The Elastic Interface N3X is the world’s first 3D-printed chamois pad.
Manufactured in Italy using a specially designed 3D printer, the pad is claimed to be more comfortable and offer better breathability than a standard foam pad.
The pad, unveiled at Eurobike 2022, is slated to be available in shorts from early 2023. Brand partners are yet to be confirmed.
Why 3D printing?
3D printing has become increasingly common in the cycling tech world. It’s used in various products, but has seen particularly eager uptake from a number of saddle manufacturers.
With that in mind, Elastic Interface says extending the tech to chamois pads made sense because it offers a number of claimed benefits over a traditional foam pad.
Most of Elastic Interface’s chamois pads are made from extruded polyurethane. According to the brand, extrusion does not allow you to control cell structure, so you are more limited when it comes to controlling density.
As with bike saddles, 3D printing enables you to control density (ie, how squishy the pad is) with a high degree of localised control.
In the hand, the 3D-printed chamois feels very different to a typical foam pad.
The denser samples feel a bit firmer than foam, but it also appears the lattice structure can be modified such that the pad compresses in a diagonal plane.

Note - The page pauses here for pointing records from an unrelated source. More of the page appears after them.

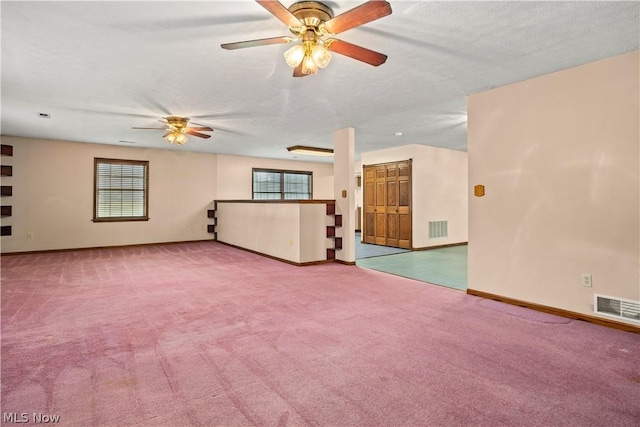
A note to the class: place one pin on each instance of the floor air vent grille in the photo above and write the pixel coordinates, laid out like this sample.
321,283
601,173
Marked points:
620,308
438,229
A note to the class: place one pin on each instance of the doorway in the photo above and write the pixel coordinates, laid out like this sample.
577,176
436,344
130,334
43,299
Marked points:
387,204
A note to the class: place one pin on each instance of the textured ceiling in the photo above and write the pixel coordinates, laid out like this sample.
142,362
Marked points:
99,68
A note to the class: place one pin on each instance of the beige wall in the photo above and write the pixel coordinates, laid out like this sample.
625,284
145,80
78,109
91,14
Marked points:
53,193
559,156
53,196
439,190
234,175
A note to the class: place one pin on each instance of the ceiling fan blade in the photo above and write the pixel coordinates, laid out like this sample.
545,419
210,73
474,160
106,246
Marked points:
359,15
282,13
356,52
257,42
198,134
201,128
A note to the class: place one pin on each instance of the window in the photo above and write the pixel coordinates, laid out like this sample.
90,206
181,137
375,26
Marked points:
120,190
272,184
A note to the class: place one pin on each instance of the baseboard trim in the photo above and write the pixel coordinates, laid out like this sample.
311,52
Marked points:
92,248
297,264
558,311
449,245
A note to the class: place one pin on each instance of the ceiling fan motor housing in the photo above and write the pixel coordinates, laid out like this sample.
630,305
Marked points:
311,13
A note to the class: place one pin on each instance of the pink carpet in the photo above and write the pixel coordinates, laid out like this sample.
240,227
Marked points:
202,334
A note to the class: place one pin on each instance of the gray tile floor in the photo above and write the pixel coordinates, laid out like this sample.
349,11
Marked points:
443,266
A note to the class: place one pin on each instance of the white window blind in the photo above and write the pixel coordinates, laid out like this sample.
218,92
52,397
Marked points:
121,190
271,184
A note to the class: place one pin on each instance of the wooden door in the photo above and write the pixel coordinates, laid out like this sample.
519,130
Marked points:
387,200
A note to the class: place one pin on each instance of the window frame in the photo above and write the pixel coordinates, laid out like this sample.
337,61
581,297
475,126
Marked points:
282,173
101,160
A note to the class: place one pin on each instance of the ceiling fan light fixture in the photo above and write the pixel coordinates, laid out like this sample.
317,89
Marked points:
176,137
310,151
320,55
294,56
309,66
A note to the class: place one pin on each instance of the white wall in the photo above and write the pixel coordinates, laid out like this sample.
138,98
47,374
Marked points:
234,175
53,196
439,188
559,156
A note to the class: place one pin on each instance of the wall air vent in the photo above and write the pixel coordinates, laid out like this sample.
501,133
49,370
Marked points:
438,229
618,308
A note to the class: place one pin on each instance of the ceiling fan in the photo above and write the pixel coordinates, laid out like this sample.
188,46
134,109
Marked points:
314,26
178,129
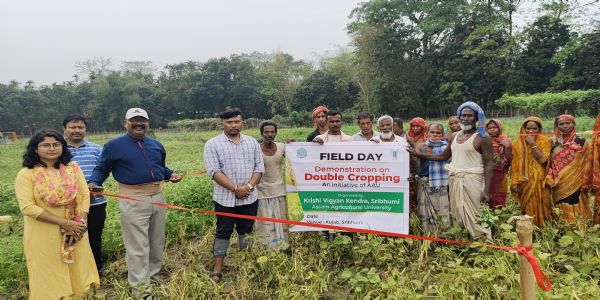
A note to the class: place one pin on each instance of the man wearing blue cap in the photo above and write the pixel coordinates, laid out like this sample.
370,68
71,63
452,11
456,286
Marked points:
470,171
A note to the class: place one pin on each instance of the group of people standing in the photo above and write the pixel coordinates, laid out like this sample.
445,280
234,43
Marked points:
452,175
542,170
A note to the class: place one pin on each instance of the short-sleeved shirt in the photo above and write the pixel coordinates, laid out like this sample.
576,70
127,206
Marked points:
86,156
313,135
238,161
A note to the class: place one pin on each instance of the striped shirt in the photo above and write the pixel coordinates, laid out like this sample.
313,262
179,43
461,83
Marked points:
86,156
237,161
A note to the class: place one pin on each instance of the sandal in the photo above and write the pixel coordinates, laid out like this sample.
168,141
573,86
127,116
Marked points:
216,277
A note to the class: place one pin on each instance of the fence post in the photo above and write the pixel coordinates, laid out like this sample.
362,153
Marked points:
525,236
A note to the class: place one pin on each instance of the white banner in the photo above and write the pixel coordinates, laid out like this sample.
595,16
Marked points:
354,184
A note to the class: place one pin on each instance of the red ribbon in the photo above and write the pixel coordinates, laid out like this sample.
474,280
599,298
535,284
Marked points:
541,278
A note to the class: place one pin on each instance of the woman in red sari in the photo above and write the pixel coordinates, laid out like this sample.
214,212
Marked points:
502,159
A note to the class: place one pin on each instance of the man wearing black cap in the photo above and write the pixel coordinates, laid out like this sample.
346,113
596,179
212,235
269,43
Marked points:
137,163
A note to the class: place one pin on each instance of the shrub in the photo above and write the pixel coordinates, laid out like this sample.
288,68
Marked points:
577,102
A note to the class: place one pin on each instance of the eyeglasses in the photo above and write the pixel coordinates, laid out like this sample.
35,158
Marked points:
47,146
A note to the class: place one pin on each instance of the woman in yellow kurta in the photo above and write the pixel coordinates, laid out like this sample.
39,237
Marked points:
566,172
54,199
531,151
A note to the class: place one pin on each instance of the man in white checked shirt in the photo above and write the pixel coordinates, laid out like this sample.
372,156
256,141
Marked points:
234,161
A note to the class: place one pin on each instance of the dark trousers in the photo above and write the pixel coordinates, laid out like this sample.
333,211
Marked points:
225,226
96,219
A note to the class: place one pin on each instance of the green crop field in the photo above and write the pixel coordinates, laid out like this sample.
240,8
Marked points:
365,266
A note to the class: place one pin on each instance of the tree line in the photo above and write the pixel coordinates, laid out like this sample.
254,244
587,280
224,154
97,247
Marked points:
408,58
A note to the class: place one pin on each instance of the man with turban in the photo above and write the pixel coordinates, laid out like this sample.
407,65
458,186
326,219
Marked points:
567,167
471,169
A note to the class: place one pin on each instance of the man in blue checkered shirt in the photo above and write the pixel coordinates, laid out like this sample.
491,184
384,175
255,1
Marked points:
86,155
235,163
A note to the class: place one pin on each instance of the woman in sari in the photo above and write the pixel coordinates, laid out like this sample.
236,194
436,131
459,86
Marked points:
592,175
417,134
566,172
54,199
502,159
531,152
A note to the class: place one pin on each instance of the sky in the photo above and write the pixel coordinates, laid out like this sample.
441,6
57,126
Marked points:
41,40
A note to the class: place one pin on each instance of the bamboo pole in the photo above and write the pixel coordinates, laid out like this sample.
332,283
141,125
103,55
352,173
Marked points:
5,219
525,236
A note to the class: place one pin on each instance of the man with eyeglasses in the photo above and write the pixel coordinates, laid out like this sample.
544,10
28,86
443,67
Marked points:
137,163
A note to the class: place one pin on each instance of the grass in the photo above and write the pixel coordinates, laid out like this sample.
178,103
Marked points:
364,266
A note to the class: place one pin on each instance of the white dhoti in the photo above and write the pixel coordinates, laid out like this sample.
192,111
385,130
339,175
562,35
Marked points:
466,189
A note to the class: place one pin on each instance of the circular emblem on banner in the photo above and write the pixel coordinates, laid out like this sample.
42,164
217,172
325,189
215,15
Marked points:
301,153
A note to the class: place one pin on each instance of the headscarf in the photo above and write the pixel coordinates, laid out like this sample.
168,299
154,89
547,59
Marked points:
480,115
592,177
566,155
520,149
421,136
568,139
317,110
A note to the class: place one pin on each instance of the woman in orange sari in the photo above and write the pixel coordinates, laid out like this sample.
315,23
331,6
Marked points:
502,158
566,171
417,132
592,176
531,152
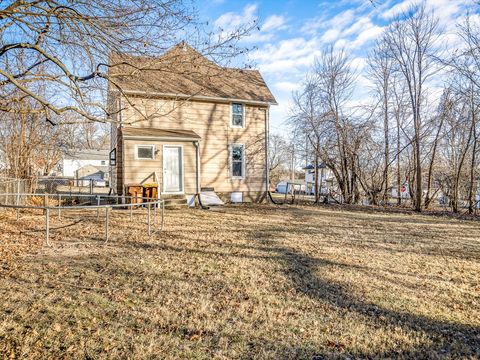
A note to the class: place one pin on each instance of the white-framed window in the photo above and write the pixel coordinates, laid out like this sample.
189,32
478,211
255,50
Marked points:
144,152
238,115
113,157
237,161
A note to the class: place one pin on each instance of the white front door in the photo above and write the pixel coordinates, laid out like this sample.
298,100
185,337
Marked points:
172,169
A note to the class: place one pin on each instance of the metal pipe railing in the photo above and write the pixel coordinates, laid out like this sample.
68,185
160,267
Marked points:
148,202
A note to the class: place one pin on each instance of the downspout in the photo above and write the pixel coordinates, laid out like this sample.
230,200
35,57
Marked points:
197,168
269,197
267,169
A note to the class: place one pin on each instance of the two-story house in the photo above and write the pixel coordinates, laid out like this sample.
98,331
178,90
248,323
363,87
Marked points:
186,123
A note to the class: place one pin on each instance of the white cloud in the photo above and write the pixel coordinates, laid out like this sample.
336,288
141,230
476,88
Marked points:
228,23
287,86
397,9
273,22
368,34
231,20
330,36
287,56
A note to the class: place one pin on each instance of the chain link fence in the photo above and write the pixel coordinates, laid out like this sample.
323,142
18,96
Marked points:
16,186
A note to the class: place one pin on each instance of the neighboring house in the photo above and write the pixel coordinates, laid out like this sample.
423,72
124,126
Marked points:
285,186
76,159
326,179
87,173
206,126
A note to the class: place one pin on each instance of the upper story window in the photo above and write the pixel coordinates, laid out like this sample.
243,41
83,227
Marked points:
238,115
237,160
145,152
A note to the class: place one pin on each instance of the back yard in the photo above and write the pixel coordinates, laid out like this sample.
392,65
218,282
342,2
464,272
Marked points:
244,282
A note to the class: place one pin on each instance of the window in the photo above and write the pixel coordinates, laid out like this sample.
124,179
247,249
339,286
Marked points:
237,115
143,152
237,159
113,157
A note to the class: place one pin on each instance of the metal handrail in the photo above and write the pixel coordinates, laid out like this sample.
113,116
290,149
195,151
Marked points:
155,203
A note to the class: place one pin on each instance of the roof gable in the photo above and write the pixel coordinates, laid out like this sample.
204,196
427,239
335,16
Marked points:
184,71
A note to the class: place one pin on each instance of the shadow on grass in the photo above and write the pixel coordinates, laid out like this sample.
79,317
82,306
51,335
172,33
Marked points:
447,339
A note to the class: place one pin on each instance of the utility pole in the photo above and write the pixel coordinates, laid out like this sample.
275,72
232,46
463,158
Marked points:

In addition to increased comfort, the pad is claimed to be more breathable thanks to its open-lattice structure.
The material is also hydrophobic, meaning it will not absorb sweat, increasing comfort.
Which shorts feature an N3X chamois pad?
N3X technology is patented by Elastic Interface, but as one of the world’s biggest suppliers of chamois pads, it’s likely to end up being used by a number of brands.

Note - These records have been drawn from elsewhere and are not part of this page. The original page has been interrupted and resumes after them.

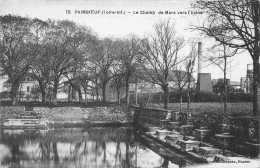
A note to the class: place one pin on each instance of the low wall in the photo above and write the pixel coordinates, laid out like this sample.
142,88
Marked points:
151,117
122,114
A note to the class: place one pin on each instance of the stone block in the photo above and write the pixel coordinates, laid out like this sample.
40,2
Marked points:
161,134
164,123
202,134
224,140
173,139
207,152
188,145
186,129
173,125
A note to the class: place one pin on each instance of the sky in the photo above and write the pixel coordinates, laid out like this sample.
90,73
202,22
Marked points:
129,17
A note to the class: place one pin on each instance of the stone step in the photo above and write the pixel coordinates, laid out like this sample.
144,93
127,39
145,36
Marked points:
26,117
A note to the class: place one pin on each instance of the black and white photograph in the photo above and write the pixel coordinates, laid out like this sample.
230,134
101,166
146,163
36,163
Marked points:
129,83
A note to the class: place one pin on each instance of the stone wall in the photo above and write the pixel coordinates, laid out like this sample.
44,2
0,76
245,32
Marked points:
121,114
151,117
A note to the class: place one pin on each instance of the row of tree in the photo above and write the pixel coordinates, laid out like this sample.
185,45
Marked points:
53,50
62,52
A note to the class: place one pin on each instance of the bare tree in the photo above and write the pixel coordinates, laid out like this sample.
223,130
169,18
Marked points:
181,80
159,55
18,49
68,48
189,66
104,60
220,58
129,50
239,23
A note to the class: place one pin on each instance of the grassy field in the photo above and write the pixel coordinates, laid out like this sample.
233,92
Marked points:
234,109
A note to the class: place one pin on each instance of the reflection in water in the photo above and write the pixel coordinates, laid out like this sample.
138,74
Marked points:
76,148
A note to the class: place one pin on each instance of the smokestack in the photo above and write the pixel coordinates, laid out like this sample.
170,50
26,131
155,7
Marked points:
199,57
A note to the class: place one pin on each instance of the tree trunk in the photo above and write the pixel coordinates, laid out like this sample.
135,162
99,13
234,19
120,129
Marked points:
97,94
80,94
55,91
14,91
136,94
166,96
225,80
42,90
85,91
188,95
127,90
256,75
255,86
44,96
69,94
118,95
55,151
180,101
104,92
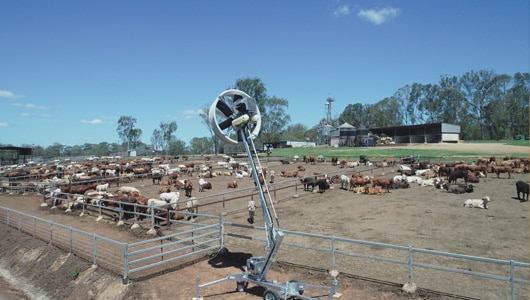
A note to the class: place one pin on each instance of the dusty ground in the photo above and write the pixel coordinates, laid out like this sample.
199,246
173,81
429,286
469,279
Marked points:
422,217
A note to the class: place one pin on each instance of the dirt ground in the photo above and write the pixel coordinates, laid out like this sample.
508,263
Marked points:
422,217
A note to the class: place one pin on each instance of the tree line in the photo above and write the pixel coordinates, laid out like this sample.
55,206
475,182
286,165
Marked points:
486,105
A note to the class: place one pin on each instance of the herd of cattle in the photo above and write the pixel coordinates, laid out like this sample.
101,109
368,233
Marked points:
72,184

The 3D-printed pad will initially be available in high-end bib shorts.
Elastic Interface couldn’t confirm which brands it is working with, but as a high-end product, we expect to see the pad used in premium products from existing partners such as 7mesh, Assos, Eliel and others.
Shorts will be commercially available with the new pad from early next year, but we’re hoping to have samples for testing from September onwards.
The brand also intends to port the technology over to its gloves in the future.